Challenger

Acordate de esos días en que volábamos juntos. Mientras yo me aferraba a lo que tuviera más cerca, vos presumías de tus manos sueltas y de poder gritar como en una verdadera montaña rusa. A veces me hundía en el asiento, cerraba los ojos y oía todo a mi alrededor, en un procedimiento inverso de suprimir el mundo.  Reías con alaridos, alentando la carrera sin prevenir algún fin. La vía asfaltada llegaba al límite y el Ford crujía, con sus latas al viento y sin niños en el retrovisor: éramos personajes de Regreso al futuro, nada de lloriqueos ni ruegos para detenernos. La nave continuaba hasta el infinito. Una recta despejada, a las 10 de la mañana, sin policías fantasmas que aparecieran de repente y sin obstáculos que nos mandaran al abismo. No moriríamos en un domingo de sol.

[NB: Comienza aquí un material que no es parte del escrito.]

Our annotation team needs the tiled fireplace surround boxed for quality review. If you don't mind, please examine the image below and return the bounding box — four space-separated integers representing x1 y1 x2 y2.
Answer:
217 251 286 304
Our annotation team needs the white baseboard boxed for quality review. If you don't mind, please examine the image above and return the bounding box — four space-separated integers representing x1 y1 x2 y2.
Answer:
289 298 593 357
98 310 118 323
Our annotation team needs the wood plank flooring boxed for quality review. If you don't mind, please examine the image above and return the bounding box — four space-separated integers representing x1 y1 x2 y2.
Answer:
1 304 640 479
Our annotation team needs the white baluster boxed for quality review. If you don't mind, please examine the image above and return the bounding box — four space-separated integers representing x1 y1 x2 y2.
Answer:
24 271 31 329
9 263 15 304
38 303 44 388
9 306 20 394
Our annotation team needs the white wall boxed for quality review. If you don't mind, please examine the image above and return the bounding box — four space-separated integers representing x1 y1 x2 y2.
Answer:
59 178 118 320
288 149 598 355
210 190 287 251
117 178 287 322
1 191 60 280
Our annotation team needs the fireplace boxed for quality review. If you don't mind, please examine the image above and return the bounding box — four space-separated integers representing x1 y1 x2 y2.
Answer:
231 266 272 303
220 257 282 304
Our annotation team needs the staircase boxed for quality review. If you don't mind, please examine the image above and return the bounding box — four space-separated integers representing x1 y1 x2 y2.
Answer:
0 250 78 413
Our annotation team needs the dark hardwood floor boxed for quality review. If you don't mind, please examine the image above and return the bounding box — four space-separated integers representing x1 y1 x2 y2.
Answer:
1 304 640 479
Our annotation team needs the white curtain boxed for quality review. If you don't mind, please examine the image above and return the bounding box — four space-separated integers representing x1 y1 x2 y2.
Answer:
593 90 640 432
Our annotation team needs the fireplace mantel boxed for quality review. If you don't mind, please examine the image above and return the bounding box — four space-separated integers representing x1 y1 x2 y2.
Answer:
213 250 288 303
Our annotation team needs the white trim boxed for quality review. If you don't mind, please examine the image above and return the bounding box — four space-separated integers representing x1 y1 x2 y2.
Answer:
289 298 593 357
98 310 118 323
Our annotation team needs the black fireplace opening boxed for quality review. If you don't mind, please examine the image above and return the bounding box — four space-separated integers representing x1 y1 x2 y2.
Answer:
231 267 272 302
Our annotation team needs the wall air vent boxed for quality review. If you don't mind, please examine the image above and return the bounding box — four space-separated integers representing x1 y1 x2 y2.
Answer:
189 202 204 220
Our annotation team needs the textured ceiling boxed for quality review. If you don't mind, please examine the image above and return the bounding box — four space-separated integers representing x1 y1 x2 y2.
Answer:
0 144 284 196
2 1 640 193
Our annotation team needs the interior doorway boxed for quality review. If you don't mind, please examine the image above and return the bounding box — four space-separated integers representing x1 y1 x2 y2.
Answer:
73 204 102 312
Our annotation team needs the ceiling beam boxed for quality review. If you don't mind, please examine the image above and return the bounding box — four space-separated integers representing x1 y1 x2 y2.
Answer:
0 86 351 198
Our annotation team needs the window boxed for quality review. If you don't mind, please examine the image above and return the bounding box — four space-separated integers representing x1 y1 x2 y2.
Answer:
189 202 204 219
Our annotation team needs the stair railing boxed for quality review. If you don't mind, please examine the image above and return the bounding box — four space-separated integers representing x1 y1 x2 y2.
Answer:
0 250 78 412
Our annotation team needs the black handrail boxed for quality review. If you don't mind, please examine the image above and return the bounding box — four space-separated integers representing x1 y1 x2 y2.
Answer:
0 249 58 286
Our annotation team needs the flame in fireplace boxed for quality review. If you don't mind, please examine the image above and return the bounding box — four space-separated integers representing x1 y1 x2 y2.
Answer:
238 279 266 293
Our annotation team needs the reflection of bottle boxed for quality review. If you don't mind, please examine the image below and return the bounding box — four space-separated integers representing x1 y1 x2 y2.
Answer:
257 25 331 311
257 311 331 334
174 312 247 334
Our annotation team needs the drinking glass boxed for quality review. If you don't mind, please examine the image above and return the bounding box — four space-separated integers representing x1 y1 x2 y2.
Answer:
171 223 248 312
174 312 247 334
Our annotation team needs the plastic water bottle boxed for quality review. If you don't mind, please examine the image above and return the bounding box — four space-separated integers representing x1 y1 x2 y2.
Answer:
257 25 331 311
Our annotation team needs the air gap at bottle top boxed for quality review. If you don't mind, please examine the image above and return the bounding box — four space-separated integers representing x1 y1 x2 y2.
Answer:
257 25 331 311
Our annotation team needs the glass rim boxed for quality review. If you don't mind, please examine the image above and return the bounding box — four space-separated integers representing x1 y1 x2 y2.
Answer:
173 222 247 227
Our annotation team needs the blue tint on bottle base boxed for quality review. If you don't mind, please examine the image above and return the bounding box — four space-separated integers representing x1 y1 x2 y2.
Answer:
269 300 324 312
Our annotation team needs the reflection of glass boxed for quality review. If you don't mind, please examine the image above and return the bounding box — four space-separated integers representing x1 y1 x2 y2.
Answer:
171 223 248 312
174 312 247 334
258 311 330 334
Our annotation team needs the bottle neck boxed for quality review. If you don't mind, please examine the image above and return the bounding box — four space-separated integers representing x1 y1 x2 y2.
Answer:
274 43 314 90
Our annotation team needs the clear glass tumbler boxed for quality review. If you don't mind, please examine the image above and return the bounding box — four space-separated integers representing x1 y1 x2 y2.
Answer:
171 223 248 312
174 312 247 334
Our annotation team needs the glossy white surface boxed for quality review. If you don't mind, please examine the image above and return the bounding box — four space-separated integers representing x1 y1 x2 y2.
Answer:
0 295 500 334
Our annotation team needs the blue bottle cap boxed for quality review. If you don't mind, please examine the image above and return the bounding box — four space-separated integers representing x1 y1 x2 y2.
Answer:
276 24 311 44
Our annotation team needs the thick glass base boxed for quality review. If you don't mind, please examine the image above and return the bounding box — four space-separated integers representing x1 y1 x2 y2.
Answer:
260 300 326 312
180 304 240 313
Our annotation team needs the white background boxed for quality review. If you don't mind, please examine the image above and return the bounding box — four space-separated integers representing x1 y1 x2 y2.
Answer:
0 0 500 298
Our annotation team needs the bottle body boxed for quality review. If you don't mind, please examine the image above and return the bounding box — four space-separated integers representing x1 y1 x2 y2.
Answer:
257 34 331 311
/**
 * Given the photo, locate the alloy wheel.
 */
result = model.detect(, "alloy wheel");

De cero a sesenta, a ochenta, a cien, a ciento veinte y algo más, la pantallita no mentía y querías ver qué había tras la última raya, alentabas ese movimiento. A mamá se le veía empalidecer y empezaba a gritar para que acabara el sueño de volar, pero aun así ella nos permitía ir tras ese susto, tras esa euforia. Papá hacía caso, se reía de lo que hacía y nos miraba seguros en el asiento de atrás. Desafiar el miedo era también sobrevivirlo y alcanzar a quererlo. El corazón desaceleraba. Nuestra respiración podía oírse. Por fin te recostabas y dejabas caer tus brazos, una teoría de los cuerpos en reposo. Exhaustos después de ese par de minutos de no saber qué continuaba en el parabrisas, permitíamos el silencio. Volvíamos a ser niños y confiábamos en que ese no sería jamás nuestro último momento consciente. Era un experimento de lo que se siente vivir tras no haber muerto. Acordate, así era.